J’ai travaillé ce rêve il y a bien longtemps, ce rêve qui peut être appelé « rêve des scarabées de mai ». Dans cette version, J.P Lefebvre le traduit par « rêve du hanneton » ( p. 331). Peu importe, ce sont des coléoptères. Il y a plein d’autres bestioles dans ce rêve, y compris la petite mite que sa fille laisse se noyer dans son verre d’eau sans la sauver de la noyade et la regrette amèrement le lendemain matin. Freud a souvent indiqué que pour l’inconscient, la vermine, les insectes, les petits animaux, rats, souris et autres représentent des petits enfants qui sont donc plus ou moins à faire disparaître.
Il nous présente en peu de mots la rêveuse : « une dame déjà âgée soumise au traitement psychanalytique ». Elle souffre d’accès d’angoisse très pénibles et « comme il arrive habituellement dans ces cas, ses rêves présentent quantité de pensées d’origine sexuelle ».
Nous voici donc mis au parfum. Suit le contenu manifeste de ce rêve : « Elle se rappelle qu’elle a deux hannetons dans une boîte ; elle veut les mettre en liberté, parce que sinon ils vont étouffer. Elle ouvre la boite, les hannetons sont tout épuisés ; l’un d’eux s’envole par la fenêtre ouverte, l’autre est écrasé par le battant de la fenêtre au moment où elle la ferme, comme quelqu’un le lui demandait (manifestations de dégoût). »
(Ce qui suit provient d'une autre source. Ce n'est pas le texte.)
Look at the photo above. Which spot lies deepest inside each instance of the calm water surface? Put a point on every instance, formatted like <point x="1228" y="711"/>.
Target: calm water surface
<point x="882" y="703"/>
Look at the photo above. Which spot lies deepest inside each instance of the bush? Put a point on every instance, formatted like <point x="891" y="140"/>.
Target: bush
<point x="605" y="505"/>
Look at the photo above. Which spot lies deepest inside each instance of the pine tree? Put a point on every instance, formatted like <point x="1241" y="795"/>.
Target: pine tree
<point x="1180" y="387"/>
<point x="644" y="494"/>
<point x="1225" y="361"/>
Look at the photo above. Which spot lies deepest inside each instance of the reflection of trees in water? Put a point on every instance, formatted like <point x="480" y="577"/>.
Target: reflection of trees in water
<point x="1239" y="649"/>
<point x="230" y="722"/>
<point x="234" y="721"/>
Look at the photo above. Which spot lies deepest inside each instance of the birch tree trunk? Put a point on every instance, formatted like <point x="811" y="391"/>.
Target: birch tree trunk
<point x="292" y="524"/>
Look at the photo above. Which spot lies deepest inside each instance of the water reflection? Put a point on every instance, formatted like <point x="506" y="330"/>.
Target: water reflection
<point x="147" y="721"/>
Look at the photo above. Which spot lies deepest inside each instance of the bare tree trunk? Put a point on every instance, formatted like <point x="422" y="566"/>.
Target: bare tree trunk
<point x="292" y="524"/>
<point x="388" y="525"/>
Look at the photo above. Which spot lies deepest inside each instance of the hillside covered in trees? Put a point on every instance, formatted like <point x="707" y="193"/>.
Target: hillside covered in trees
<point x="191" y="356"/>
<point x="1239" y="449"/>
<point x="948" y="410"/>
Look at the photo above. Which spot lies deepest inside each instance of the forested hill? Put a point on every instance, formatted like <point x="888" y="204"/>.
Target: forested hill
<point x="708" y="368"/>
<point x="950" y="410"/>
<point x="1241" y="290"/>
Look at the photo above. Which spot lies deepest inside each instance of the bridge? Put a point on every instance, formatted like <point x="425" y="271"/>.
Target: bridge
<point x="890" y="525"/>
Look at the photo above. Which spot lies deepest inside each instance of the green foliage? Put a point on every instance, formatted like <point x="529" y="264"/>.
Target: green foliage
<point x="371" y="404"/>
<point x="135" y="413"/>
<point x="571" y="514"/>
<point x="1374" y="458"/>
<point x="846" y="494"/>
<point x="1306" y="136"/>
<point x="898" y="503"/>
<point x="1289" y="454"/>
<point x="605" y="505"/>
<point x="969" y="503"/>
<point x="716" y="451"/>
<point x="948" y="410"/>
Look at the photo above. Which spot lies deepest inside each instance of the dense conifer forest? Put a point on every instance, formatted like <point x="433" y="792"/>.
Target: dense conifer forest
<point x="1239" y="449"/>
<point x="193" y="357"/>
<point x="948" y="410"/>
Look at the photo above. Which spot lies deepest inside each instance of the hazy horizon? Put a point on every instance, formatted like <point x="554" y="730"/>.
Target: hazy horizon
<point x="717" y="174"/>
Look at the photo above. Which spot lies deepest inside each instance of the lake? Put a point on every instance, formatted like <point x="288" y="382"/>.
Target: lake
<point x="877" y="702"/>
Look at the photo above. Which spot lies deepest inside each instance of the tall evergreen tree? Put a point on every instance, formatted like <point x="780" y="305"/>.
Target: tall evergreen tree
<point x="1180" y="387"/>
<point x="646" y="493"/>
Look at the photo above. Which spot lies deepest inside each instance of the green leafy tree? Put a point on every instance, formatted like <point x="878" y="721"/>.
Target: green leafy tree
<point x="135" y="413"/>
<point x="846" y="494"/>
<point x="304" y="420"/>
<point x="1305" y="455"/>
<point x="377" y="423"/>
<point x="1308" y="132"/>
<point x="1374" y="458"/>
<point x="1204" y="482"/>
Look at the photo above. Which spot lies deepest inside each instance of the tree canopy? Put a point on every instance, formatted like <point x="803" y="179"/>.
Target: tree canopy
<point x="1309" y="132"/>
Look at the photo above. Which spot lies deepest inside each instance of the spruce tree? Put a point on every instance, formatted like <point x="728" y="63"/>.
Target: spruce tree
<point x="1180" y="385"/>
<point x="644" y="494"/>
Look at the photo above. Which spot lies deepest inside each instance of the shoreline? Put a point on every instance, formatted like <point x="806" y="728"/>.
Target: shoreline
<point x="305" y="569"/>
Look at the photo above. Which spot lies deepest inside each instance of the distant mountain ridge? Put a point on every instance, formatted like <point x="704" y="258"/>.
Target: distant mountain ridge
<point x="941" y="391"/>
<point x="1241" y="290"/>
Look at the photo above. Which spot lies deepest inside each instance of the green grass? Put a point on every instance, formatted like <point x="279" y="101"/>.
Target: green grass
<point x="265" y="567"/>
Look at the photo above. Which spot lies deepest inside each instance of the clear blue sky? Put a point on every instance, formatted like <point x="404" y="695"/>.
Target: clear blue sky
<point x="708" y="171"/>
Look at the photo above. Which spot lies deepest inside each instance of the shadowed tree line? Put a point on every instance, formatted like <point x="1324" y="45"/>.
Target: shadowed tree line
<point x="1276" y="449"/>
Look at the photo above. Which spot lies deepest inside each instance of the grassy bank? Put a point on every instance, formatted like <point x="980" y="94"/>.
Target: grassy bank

Freud utilise ce rêve pour montrer qu’à l’arrière-plan du texte du rêve, son énoncé se trouvent un incroyable fouillis d’associations, des fils qui s’entrecroisent et constituent une invraisemblable pelote de laine à débrouiller, une pelote dont le fil de départ est celui du « Käfer », hanneton ou scarabée de mai. Quelques lignes du rêve peuvent être accompagnées de plusieurs pages d’associations d’idées. Parmi elles, des éléments provocateurs du rêve, des souvenirs datant de différents périodes de sa vie, des références littéraires et donc des citations. Freud nous met aussi sur la piste de quelques uns de ses symptômes, qu’on peut qualifier d’idées obsessionnelles, le « Vieillard » prononcé en pensant à son mari, ou le « Pends-toi » qui l’avait tellement effrayé. Malgré cette grande abondance d’associations, Freud nous indique que l’analyse de ce rêve n’est que partielle et que donc il ne peut pas en donner le sens. Je trouve que ce rêve est surtout intéressant parce qu’il nous fait entrer dans l’intimité d’une névrose obsessionnelle féminine. Il serait à rapprocher de tout ce que raconte Lacan de la névrose de Renée, l’analysante de Maurice Bouvet, dans sa relation à sa mère, où tous ceux qui l’approchent deviennent en quelque sorte ses objets rivaux qui en tant que tels ne peuvent être que détruits.
On peut aussi y retrouver avec cette cruauté envers les animaux, ce que Freud appelle la régression et fixation sadique-anale spécifique de la N.O. A ce propos il y a en effet un signifiant que Freud met entre parenthèses, celui de « dégoût » à la suite du texte du rêve. Il est souvent associé en effet à la notion d’excrément. Le rappel de Freud : l’homme en se mettant debout a appris à lever haut le nez. Pourquoi le fait d’écraser un insecte peut-il provoquer le dégoût ? N’est pas la preuve que le sadique et lié à l’anal ? C’est une question.